1.Die Walzen sollen optisch so aussehen, als ob sie sich drehen würden.

2. In die Walzen sollen dann noch die Abdrücke der Preise.

3. Die Buchstaben sollen, wenn Sie aus der Walze kommen, gequetscht aussehen.

Nun deine Frage war.
Ist dies überhaubt in Photoshop oder Illustrator möglich und wenn Ja, wie macht man das?

Antwort:
Wenn es nicht 100%ig realistisch aussehen soll dann gehts. Wenn du es dennoch realistisch magst würde ich dazu tendieren ein 3D Modeller hinzu zuziehen!

zu 1 Die Walzen sollen optisch so aussehen, als ob sie sich drehen würden.

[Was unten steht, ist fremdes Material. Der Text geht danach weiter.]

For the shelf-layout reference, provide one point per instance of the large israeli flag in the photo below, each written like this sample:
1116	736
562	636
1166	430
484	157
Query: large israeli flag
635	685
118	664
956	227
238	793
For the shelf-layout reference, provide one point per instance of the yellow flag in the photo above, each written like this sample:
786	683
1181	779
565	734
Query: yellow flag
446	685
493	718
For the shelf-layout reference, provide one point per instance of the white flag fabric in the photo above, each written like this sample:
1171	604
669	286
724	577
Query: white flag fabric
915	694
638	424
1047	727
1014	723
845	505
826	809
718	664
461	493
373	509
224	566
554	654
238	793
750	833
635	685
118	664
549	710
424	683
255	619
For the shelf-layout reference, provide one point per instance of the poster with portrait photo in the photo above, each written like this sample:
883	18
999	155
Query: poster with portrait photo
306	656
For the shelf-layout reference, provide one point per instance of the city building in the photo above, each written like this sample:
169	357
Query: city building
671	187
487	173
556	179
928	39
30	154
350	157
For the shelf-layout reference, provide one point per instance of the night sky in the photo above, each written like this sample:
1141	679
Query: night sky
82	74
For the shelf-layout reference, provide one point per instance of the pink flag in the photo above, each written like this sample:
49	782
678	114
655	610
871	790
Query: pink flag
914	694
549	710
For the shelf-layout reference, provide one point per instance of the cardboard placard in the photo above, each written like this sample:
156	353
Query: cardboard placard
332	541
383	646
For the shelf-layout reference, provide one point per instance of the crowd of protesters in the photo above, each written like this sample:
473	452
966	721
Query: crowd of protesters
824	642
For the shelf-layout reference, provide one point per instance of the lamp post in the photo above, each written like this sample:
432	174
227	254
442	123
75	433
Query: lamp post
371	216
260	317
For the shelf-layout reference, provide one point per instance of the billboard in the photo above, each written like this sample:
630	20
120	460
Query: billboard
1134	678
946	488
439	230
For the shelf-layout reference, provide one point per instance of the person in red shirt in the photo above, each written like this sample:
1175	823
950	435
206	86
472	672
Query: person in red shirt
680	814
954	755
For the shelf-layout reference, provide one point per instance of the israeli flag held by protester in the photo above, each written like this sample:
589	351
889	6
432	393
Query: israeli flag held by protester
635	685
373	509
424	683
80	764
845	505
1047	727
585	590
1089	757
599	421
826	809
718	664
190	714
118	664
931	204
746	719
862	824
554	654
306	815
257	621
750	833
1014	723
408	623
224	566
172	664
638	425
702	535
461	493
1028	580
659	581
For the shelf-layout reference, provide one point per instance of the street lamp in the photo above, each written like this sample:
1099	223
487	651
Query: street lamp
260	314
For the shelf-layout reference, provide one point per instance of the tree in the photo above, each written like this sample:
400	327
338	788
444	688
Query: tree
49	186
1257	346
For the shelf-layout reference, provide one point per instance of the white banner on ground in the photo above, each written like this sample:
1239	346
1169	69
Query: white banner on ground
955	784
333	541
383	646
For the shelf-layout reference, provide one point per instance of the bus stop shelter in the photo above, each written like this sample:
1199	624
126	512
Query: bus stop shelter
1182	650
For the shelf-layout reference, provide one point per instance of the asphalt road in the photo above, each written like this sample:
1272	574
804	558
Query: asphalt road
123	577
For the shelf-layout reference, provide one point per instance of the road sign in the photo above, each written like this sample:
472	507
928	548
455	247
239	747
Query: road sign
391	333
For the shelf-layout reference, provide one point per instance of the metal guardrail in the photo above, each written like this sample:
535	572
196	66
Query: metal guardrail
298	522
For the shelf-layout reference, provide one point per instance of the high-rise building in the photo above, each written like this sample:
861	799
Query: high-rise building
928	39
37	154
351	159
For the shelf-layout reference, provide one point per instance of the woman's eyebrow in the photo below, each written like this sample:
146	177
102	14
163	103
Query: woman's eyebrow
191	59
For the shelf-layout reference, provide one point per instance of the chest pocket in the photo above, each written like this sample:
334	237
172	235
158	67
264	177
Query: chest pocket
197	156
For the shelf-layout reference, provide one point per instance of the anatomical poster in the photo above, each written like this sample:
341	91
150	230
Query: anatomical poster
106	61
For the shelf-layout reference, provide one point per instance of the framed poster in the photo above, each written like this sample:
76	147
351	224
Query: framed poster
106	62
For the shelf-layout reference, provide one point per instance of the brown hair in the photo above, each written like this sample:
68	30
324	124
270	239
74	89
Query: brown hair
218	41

Dies zu realisieren innerhalb einer Zeichnung und dann noch via PC ist recht schwer, da sich Walzen, die rotieren, im Grunde nur unterschiedliche Lichpunkte werfen und letztendlich alles auf eines Animation hinauslaufen würde! 

Deine Farbverläufe müssen exakt passen. Der obere ist schon gar nicht mal so übel, jedoch würde ich ihn eher diagonal nach recht unten auslaufen lassen bzw. so dass deine hellste Stelle in etwa Mitte der Walze plaziert ist und unten rechts immer dunkler wird. Geh ein paar mal mit dem Weichzeichner drüber und deine obere Rolle ist fertig!

Bei der unteren Rolle ist darauf zu achten, dass sich ein Farbverlauf entgegengesetzt und spiegelverkehrt zur oberen abzeichnet oder machs anhand eines Experimentes! Nimm dazu zwei leere Küchenrollen (das Papprohr), wickel sie in Alufolie ein und halte sie so gegeneinander, bis der gewünschte Betrachtungswinkel erreicht ist und merke dir wie der Farbverlauf ausgerichtet ist!

zu 2 In die Walzen sollen dann noch die Abdrücke der Preise.

Nimm hierzu am besten einen Teil der eigezogenen Schrift (am besten aus der Mitte) und mach ne neue Textebene (sollte die Farbe der Walze haben) (Ebene duplizieren wg. Sicherung). Noch nicht rastern erst in gewünschte Form bringen. Für die grobe Richtung des Textes zu ändern nimm das Textbiegen Tool, für Feinschliff dann die jeweiligen anderen Transformationswerkzeuge! Ok das Ganze spiegeln, Doppelkick auf die Ebene, Schlagschatten hart rein und ich glaube Schein nach innen. Um so einen Prägeeffekt gibts mehrere Ansätze, villeicht weis ja Tucker wies genau geht steht hier aber auch irgendwo bei tutorials.de Wenn fertig Ebene rastern und drüber damit.

zu 3 Die Buchstaben sollen, wenn Sie aus der Walze kommen, gequetscht aussehen.

Selbstverständlich müssen Sie auch gequwetscht werden, wenn die Preise eingezogen werden, deswegen wende die "Perspektivische Verzerrung" an (findest du bei Transformieren). Achte darauf, dass die Preise im selben Winkel austreten wie sie eingezogen werden.

Leider fällt mir hierzu jetzt nichts mehr ein und ich hoffe du mein Ausschweifer von vorhin nicht übel. Vielleicht kannst du es auch mit C4D machen, sollte damit nämlich kein Problem sein wo hingegen eine Illustration westelich mehr arbeit mit sich bringt!

Noch viel Spass!

cu thecamillo


----------



## wolli1 (18. Juni 2005)

@All

 Vielen Dank für Eure Antworten und Denkanstöße !

 Dann werd ich mich mal daran machen und sehen, was dabei rauskommt.


----------